“Some people have lives; some people have music.”


By: Beverley Smith

Paul MacIntosh tells people he’s just the lucky person who was standing by the boards when he saw Tessa Virtue and Scott Moir first skate together. “They could always move magically together,” he said, recalling the charismatic little twosome.

“From the beginning, it was small and it was tiny, and now, it’s big and huge,” he said. “They always were the best team in the world.”

He felt it all again when he went to the Canadian championships in Ottawa last month and watched them move. “It kind of starts from somewhere down in their ankles and knees and goes right through them,” he said. “It seems to have a reaction through the whole body, which interprets the music. They’ve done this since they were babies. They’ve always heard and interpreted music so well. I find every movement has a meaning.”

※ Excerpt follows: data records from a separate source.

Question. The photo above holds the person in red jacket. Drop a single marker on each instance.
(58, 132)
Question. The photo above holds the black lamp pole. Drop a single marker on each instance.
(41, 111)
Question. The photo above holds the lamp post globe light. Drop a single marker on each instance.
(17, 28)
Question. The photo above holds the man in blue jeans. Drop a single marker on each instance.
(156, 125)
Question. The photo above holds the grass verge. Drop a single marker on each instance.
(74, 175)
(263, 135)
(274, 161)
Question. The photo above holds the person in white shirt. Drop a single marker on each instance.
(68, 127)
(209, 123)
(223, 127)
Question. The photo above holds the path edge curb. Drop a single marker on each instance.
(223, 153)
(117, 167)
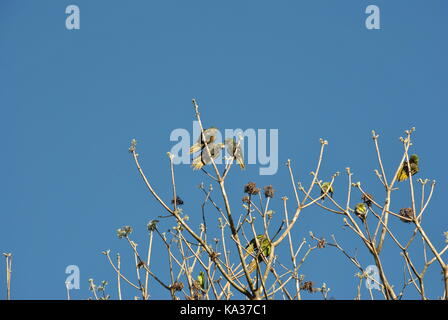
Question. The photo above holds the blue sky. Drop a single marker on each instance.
(71, 101)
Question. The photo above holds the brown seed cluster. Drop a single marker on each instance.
(308, 286)
(407, 213)
(269, 191)
(177, 286)
(214, 256)
(321, 243)
(367, 199)
(179, 201)
(251, 188)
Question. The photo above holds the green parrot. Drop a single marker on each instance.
(251, 248)
(210, 137)
(203, 158)
(403, 173)
(202, 281)
(361, 210)
(235, 151)
(326, 187)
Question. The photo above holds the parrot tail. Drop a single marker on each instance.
(195, 148)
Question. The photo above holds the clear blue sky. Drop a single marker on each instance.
(72, 100)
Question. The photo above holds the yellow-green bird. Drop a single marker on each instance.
(326, 188)
(209, 137)
(203, 159)
(235, 151)
(361, 210)
(403, 173)
(253, 249)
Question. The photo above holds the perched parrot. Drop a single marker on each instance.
(203, 158)
(235, 151)
(202, 280)
(252, 248)
(403, 173)
(361, 210)
(210, 137)
(326, 187)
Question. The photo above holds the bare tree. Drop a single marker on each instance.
(243, 259)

MacIntosh was watching Virtue and Moir, sitting with the father of Andrew Poje’s first partner, a New York City man, a skating dad who doesn’t know an inside edge from an outside one. When Virtue and Moir finished the first 45 seconds of their free skate – they hadn’t yet done a lift, a twizzle, a spin, nothing - the skating dad looked at MacIntosh and said simply: “Oh my god.”

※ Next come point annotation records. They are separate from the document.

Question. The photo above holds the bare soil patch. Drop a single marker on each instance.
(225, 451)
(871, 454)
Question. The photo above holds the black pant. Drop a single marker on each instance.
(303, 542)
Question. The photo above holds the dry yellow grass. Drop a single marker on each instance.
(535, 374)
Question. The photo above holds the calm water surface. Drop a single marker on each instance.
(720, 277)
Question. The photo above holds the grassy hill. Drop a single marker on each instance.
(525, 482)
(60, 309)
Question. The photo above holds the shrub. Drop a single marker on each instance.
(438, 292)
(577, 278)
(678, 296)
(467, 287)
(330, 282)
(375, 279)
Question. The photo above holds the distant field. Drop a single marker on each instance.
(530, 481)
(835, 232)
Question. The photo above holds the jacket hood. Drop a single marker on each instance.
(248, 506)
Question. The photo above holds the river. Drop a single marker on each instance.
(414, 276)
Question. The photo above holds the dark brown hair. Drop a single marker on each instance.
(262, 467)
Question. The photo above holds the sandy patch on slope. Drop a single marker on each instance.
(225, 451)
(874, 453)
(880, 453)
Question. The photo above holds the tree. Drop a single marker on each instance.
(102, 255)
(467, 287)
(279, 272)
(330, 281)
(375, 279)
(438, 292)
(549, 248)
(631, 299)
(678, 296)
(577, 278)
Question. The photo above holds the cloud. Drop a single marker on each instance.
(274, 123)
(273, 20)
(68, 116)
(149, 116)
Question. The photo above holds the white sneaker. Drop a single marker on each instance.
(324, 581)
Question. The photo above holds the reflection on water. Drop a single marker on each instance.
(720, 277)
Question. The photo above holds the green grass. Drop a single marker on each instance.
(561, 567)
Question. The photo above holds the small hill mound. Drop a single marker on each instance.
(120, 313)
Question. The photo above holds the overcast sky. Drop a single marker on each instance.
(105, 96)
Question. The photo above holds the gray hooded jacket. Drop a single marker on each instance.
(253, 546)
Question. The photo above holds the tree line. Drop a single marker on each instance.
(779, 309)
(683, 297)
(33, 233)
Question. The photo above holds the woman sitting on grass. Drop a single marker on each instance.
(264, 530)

MacIntosh said to the skating dad: “Look, they’ve just done more steps and more things in the first minute than the other teams will do in four. It’s just things they do, subtle little movements and turns and interactions with each other. They move like a unit.”

Sure, they were Olympic champions back in 2010, just barely turned 20 both of them, the youngest dancers to do so. There was a reason for that win. And now, with even more miles under their feet, more experiences, more experiments, more work, their timbre is even more finely tuned.

So what is it that they do so well that makes them the best ice dance team in the world, perhaps of all time (Robin Cousins once compared them to Jayne Torvill and Christopher Dean.) Well, the way their bodies move, for one thing. They stretch their bodies. One canny expert explains that they straighten their knees and point their toes, they extend their necks upward, they open their chests, using their entire bodies to interpret music. Virtue in particular has a very mobile torso and they both arch their backs to create shapes, and they involve their hips and shoulders like no one else to produce movement that the style and rhythm of dance commands. Their movement is beautifully coordinated. They complete their movements, with extended legs and arms. The tension in their bodies’ changes as the music dictates. The tension is never static.